I find these threads blaming women as mothers, as wives or just as people with decent standards, so misogynistic and depressing.

Yep.

There's an underlying tone that women just have high standards and need to relax, and that anyone who wants to have a nice clean home is just obsessed with hygiene or tidying.

WhatWillSantaBring · 28/09/2020 17:32

This is something I've often wondered about. All i know is that, when DH and I started dating, and then living together, we split almost everything 50:50 - cleaning, cooking, shopping, household management. Now, despite being the higher earner (and working longer hours) I'd say we're at 70:30 at best. And I have to do ALL the thinking.

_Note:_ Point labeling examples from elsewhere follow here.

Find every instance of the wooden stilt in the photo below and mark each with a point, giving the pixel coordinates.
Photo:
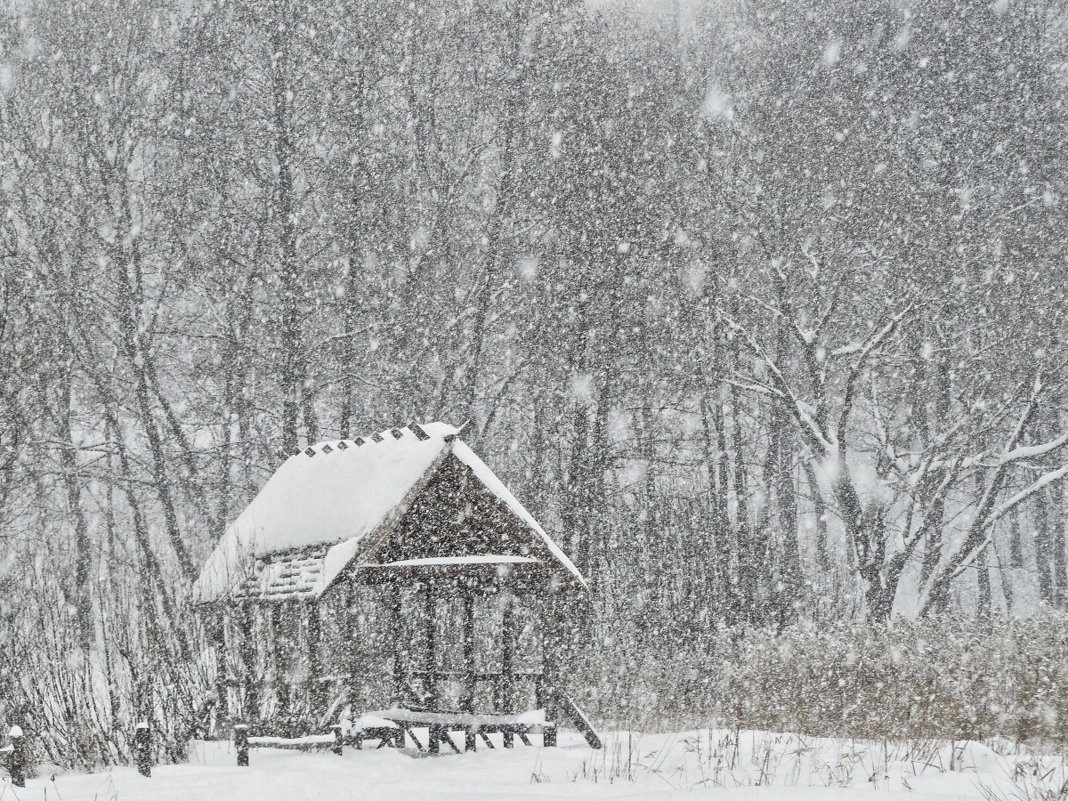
(316, 693)
(142, 749)
(241, 744)
(467, 703)
(429, 656)
(396, 613)
(507, 657)
(549, 637)
(221, 664)
(280, 641)
(246, 615)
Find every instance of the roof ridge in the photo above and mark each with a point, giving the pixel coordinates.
(391, 434)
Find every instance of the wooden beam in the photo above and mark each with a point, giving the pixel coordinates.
(280, 642)
(507, 657)
(317, 689)
(467, 703)
(396, 613)
(429, 653)
(246, 616)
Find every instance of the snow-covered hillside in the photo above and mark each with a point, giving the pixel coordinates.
(691, 765)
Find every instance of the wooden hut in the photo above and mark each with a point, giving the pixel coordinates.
(408, 520)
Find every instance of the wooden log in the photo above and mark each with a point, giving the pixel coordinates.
(280, 642)
(218, 632)
(246, 615)
(507, 657)
(17, 763)
(549, 640)
(142, 749)
(396, 613)
(429, 656)
(317, 691)
(467, 703)
(549, 737)
(241, 743)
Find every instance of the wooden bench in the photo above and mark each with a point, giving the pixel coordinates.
(440, 724)
(386, 733)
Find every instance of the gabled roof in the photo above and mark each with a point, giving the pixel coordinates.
(323, 506)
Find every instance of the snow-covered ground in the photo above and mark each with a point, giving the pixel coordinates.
(693, 765)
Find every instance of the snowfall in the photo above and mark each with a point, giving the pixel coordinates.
(712, 764)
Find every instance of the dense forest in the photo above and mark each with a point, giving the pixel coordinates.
(758, 305)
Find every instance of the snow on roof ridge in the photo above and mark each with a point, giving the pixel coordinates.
(330, 500)
(387, 435)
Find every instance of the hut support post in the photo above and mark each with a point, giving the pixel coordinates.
(349, 647)
(222, 664)
(550, 658)
(16, 766)
(428, 655)
(279, 643)
(316, 689)
(507, 658)
(396, 612)
(142, 749)
(241, 744)
(429, 690)
(467, 704)
(246, 614)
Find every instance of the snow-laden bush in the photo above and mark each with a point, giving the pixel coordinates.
(945, 677)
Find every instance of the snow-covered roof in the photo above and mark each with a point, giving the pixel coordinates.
(315, 514)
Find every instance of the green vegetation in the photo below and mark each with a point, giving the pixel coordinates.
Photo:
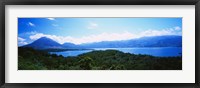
(30, 59)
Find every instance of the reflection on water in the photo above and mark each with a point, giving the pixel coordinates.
(155, 51)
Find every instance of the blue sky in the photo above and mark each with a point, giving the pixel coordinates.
(87, 30)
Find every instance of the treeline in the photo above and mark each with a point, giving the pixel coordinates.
(30, 59)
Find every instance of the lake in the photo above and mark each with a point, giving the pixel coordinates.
(154, 51)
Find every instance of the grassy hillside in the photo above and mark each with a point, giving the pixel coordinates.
(30, 59)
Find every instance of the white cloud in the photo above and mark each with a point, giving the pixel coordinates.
(51, 18)
(85, 39)
(55, 25)
(177, 28)
(31, 24)
(21, 41)
(92, 25)
(106, 36)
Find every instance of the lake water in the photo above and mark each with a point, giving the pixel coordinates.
(154, 51)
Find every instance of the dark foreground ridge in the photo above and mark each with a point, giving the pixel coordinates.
(30, 59)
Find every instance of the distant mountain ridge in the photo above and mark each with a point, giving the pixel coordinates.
(153, 41)
(44, 43)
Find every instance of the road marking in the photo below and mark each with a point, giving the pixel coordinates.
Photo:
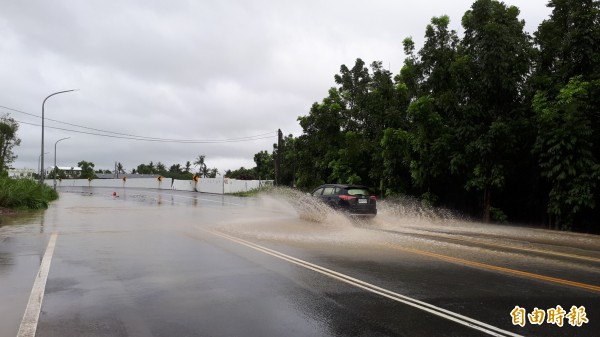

I think there are multiple factors at play such as

  • Societal expectation, both real (my MIL asking me who was going to look after the kids when I went back) and imagined (I would feel judged if I my house was a mess, or the DC went to school in the wrong uniform). Also, in the workplace, a woman is not judged as harshly for asking to go P/T as a man
  • Mat leave - that's when the shift in responsibility started for me, because we had to economise we sacked the cleaner and I started doing the cleaning, I started doing the shopping because it got me out of the house, and I started doing the cooking because I was at home.
  • Habit - now, because I've done it all for so long, i know what to do, when to do it, and how to do it. e.g. online banking, DH can NEVER remember his online PIN, because he never does it, so I have to do all the bill paying. I organised the cleaner, so she sends me the bill, so I pay it.
  • the x-factor (this is the bit I don't know about). Does DH REALLY not see that the shower plughole needs cleaning, despite the fact that I've left the cover off and it is BLACK with dirt?
  • laziness on the part of men. Because they can get away with it, they do.
  • Justification for being a SAHM (don't shoot me here - I'm sure it's a rare case, but definitely true for some). If the women takes on the burden of the household, they can justify not going back to the workplace (or reducing hours). This then adds to societal pressure

I think the big question is whether there is a psychological reason or just a societal reason for the thing that i see, which is DHs becoming increasingly reliant on their DW to "look after" them (as though they're another child).